You also should align with the target audience. A box might be branded to feature Atlantic Canadian products, or it might be centered on a broader concept like “beauty” or “kids.”
Also, think about how the product you’re considering will lever future business. Basically, if a box is intended for Gen Z, Walsh said as an example, there’s no point including a product that will cost $50 after the box sample runs out. The supply effort will be stressful and ultimately ineffective in landing new customers who will struggle to afford the product as offered.
An international box might demand too many units for small suppliers to handle, while a regional box might just be the fit and offer cash returns.
Subscription market growth
The subscription e-commerce market appeared to be growing even before the pandemic. A 2018 McKinsey study suggested it had grown by more than 100 per cent a year for the previous five years. Focused on the U.S., McKinsey estimated 15 per cent of online shoppers were signed up for one or more subscription services at the time, receiving products on a recurring basis.
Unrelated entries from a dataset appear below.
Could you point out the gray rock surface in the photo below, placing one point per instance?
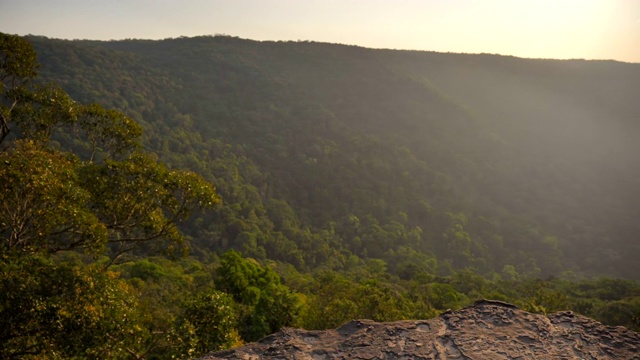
(486, 330)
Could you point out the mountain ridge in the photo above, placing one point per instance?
(473, 136)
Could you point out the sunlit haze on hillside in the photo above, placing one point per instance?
(590, 29)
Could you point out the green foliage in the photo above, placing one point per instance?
(64, 311)
(372, 194)
(212, 322)
(265, 304)
(44, 209)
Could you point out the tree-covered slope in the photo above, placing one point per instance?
(325, 154)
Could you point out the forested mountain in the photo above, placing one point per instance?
(162, 199)
(321, 151)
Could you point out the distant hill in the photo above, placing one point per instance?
(428, 161)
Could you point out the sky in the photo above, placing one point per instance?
(559, 29)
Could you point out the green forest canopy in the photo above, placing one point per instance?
(355, 183)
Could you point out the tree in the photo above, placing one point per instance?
(65, 311)
(266, 305)
(17, 68)
(93, 190)
(43, 208)
(210, 320)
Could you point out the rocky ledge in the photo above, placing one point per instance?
(486, 330)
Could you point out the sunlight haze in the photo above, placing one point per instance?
(590, 29)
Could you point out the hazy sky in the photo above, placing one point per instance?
(590, 29)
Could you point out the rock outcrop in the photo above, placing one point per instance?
(486, 330)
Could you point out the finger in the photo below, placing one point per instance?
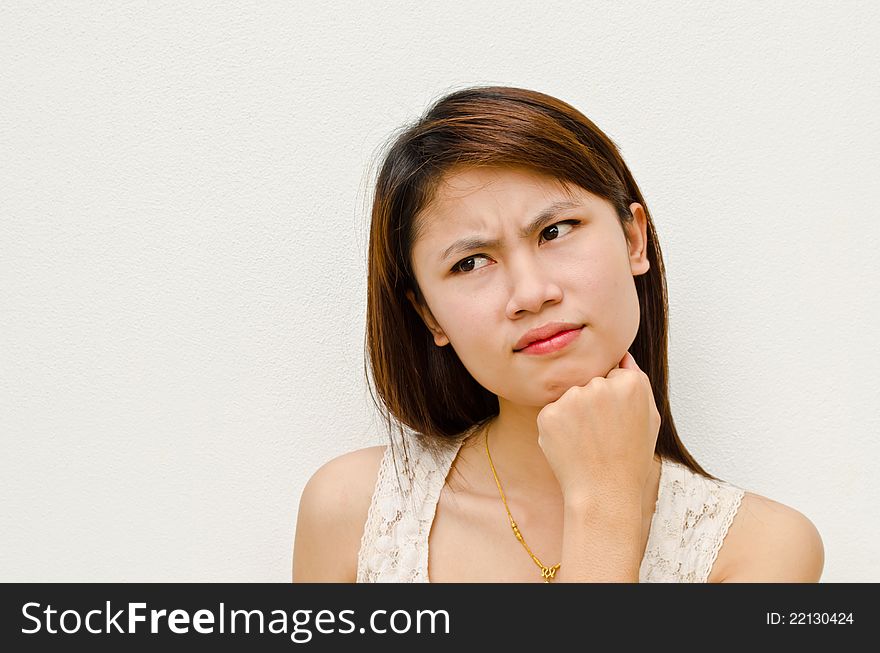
(628, 362)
There were subscriptions with grocery companies like HelloFresh and Blue Apron, but also an increasing variety of offerings, from alcohols to shaving supplies to pet treats, to name a few examples.
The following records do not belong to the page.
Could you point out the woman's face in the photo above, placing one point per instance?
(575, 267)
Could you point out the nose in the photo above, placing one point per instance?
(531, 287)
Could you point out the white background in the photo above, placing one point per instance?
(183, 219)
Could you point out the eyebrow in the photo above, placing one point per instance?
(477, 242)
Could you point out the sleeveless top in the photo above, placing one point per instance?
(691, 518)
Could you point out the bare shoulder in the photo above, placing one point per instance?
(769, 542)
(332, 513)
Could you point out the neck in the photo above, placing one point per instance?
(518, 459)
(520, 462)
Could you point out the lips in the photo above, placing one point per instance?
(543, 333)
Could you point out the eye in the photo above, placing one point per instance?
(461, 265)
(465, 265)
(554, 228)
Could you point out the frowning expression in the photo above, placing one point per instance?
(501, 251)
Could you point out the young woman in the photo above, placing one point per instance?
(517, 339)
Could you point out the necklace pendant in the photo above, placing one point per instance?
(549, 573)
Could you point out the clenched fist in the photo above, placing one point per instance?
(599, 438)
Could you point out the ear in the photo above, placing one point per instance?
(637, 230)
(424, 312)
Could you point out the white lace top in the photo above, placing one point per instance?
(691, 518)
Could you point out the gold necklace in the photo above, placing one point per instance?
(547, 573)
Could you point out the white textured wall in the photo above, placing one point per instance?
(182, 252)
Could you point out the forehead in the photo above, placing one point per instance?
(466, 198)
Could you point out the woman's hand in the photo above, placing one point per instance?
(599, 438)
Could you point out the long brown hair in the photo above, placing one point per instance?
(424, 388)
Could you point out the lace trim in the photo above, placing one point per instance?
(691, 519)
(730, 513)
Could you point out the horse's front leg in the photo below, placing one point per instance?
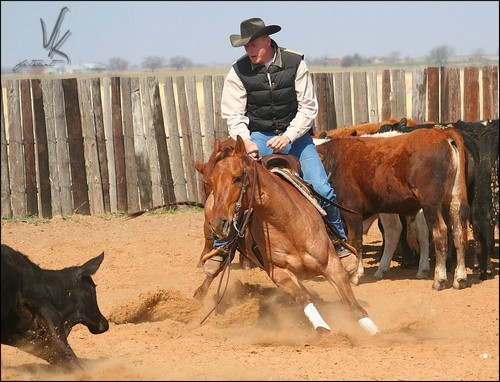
(290, 284)
(202, 290)
(338, 278)
(355, 234)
The pandemic has only pushed more consumers online, with the potential to add to that growth.
Allyson England is owner of Nova Box and the East Coast Box Company. The boxes have shipped products from local makers – the Cape Breton Fudge Co. to New Scotland Candle Co., Sugar Moon Farm maple products to Halifax-based Duckish Skincare and more – across Canada and the U.S., but also internationally to destinations in Europe, Asia.
“I’ve definitely seen a surge in sales just from people wanting to support local and wanting to shop online. So I’ve certainly seen that trend in my own business,” England said.
At the same time, she added, there’s been a change in the landscape for companies like hers looking for suppliers, with new makers popping up, including “all kinds of new candle companies and chocolates and woodworking.”
England will first look to established partners when seeking products to include in a box, then go to the market for specific product types customers have enjoyed. She’ll also consider the practical concerns with each new product and supplier.
“If I’ve got a big (corporate) order for 500 boxes, I want to know what companies are capable of delivering on those kinds of orders,” she said.
“Really, I just want to support as many local companies as I can. So if you have a good product that people are kind of intrigued by, I’m definitely interested in partnering with those companies.”
The box business can give new companies and established small-scale manufacturers a jolt at just the right time, but Indigena’s Lisa Walsh said everyone is still looking forward to getting vaccinations out, restrictions lifted and the broader economy churning again.
“Online has quadrupled since COVID, but it’s still nowhere near our (regular) wholesale sales.”